O debate sobre inteligência artificial tem uma nova reviravolta. Durante décadas, os humanos se perguntaram se a informação programada em uma máquina é conhecimento verdadeiro ou simplesmente computação. Hoje, os investigadores norte-americanos dizem que a sua nova inteligência artificial tem a sua própria moralidade.
Mais perguntas do que respostas
Muitas questões surgiram desde o advento da inteligência artificial (IA), mesmo nas suas encarnações mais primitivas. Uma questão recorrente é: a IA pode realmente raciocinar e tomar decisões éticas num sentido abstrato, em vez de inferidas a partir da codificação e da computação?
Para ser mais preciso: se você disser a uma IA que prejudicar intencionalmente um ser vivo sem provocação é “ruim” e não deve ser feito, a IA entenderá a ideia de “ruim”, ela entenderá por que isso é errado? fazer isso? Ou ele se absterá de agir sem saber por quê? Em outras palavras, terá sua própria moralidade?
De acordo com uma equipe de pesquisadores de um laboratório de Seattle chamado Allen Institute for AI, é possível. E mais: eles próprios dizem ter desenvolvido uma máquina de inteligência artificial com sentido moral, e a chamaram de Delphi, como o oráculo (quase) de mesmo nome. Está aberto à visitação desde o mês passado o site Delphi e pedir uma "resposta moral".
Um oráculo cibernético
Delphi já recebeu mais de 3 milhões de acessos. José Austerweil, psicólogo da Universidade de Wisconsin-Madison, testou a “moralidade” do Delphi com alguns cenários simples. Quando perguntou a Delphi se deveria matar uma pessoa para salvar outra, Delphi disse que não deveria. Quando ele perguntou se era certo matar uma pessoa para salvar outras 100, ele disse que deveria. E às vezes ele até dava respostas “imorais”.
“É um primeiro passo para tornar os sistemas de IA mais eticamente informados, socialmente conscientes e culturalmente inclusivos”, diz ele Yejin Choi, o pesquisador do Allen Institute e professor de ciência da computação da Universidade de Washington que liderou o projeto. Um dia, diz ele, esta “moralidade” poderá equipar sistemas de inteligência artificial, assistentes virtuais, veículos autónomos para os ajudar a fazer a escolha certa.
O que realmente é Delphi? Será a sua “moralidade” meramente um reflexo da dos seus criadores, ou terá ela o seu próprio sentido de certo e errado? Se sim, como você o desenvolveu? Existem duas teorias que podem nos ajudar a entender melhor.
Isenção de responsabilidade: peço desculpas antecipadamente se alguém acredita que exemplifiquei demais essas teorias, por uma questão de síntese e não para tornar o raciocínio dispersivo. Nesse caso, estou aberto a sugestões.
A forte tese da IA
Existe uma tese chamada "IA forte" que o falecido prof. Daniel N. Robinson, membro da faculdade de filosofia da Universidade de Oxford, já enunciou muitas vezes. Vou tentar resumir aqui.

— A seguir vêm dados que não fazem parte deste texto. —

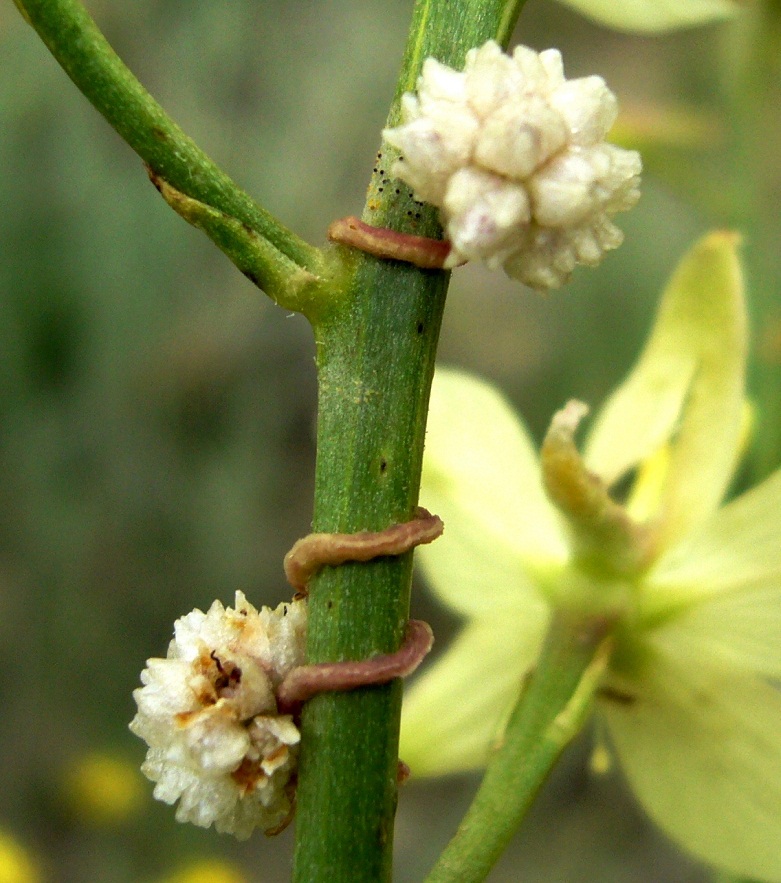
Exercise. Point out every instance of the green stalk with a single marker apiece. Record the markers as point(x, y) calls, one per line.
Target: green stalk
point(76, 42)
point(375, 361)
point(552, 709)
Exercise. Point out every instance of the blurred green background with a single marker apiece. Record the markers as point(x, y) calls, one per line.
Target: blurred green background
point(157, 412)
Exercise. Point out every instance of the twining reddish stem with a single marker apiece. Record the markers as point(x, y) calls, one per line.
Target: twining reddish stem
point(317, 550)
point(429, 254)
point(306, 681)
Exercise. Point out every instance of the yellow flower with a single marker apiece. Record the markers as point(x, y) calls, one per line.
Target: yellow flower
point(208, 871)
point(103, 789)
point(693, 590)
point(16, 865)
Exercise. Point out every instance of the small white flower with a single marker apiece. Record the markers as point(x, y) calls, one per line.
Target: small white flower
point(209, 715)
point(513, 155)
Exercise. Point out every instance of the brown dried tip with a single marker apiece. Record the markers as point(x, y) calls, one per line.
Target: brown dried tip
point(429, 254)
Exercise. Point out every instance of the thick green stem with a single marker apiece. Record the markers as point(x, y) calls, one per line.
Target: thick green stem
point(76, 42)
point(375, 360)
point(551, 711)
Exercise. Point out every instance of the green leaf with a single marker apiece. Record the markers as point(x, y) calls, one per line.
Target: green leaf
point(654, 15)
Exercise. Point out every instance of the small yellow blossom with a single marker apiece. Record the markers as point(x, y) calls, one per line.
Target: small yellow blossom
point(16, 865)
point(689, 701)
point(103, 789)
point(207, 871)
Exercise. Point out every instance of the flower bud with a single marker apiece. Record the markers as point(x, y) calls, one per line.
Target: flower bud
point(514, 156)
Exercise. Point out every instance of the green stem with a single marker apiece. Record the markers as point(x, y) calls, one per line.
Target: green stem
point(75, 41)
point(375, 360)
point(551, 711)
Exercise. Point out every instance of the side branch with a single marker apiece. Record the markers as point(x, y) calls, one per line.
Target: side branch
point(77, 43)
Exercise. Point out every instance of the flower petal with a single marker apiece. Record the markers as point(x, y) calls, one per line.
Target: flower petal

Imagine, disse Robinson, que alguém construísse um programa mestre para fornecer pareceres especializados sobre doenças cardiovasculares, leis constitucionais, acordos comerciais e assim por diante. Se o programador pudesse fazer com que o programa executasse essas tarefas de uma forma indistinguível de um ser humano, de acordo com a “tese forte da IA”, este programa teria inteligência especializada e algo mais.
O quê?
A forte tese da IA sugere que pode haver processos computacionais não especificados que constituiriam intencionalidade. Intencionalidade significa tomar uma decisão deliberada e consciente, que por sua vez envolve raciocínio e senso de valores. (Como tudo isso me lembra Westworld). No entanto, isso é realmente possível?
Teorema de Gödel
O teorema da incompletude, conhecido como Teorema de Gödel, afirma que qualquer sistema formal é incompleto, pois dependerá de um teorema ou axioma, cuja validade deve ser estabelecida fora do próprio sistema.
Kurt Gödel desenvolveu este teorema com uma exceção: a inteligência humana. Por outras palavras, Gödel acreditava que devia haver algo na racionalidade e inteligência humanas que não pode ser capturado por um sistema formal e transformado num código. Em suma, a inteligência humana não pode ser imitada ou modelada numa base computacional.
Quem esta certo
Se ele está certo Godel, não é uma questão de tempo: uma IA NUNCA terá sua própria moralidade. Nunca terá uma inteligência igual à dos humanos, pelo simples fato de que a inteligência humana não é uma inteligência baseada em cálculo.
Se a tese da IA forte e da equipe de Seattle estiver certa, no entanto, talvez estejamos nas vésperas (perto ou longe) de uma revolução extraordinária no campo da inteligência artificial.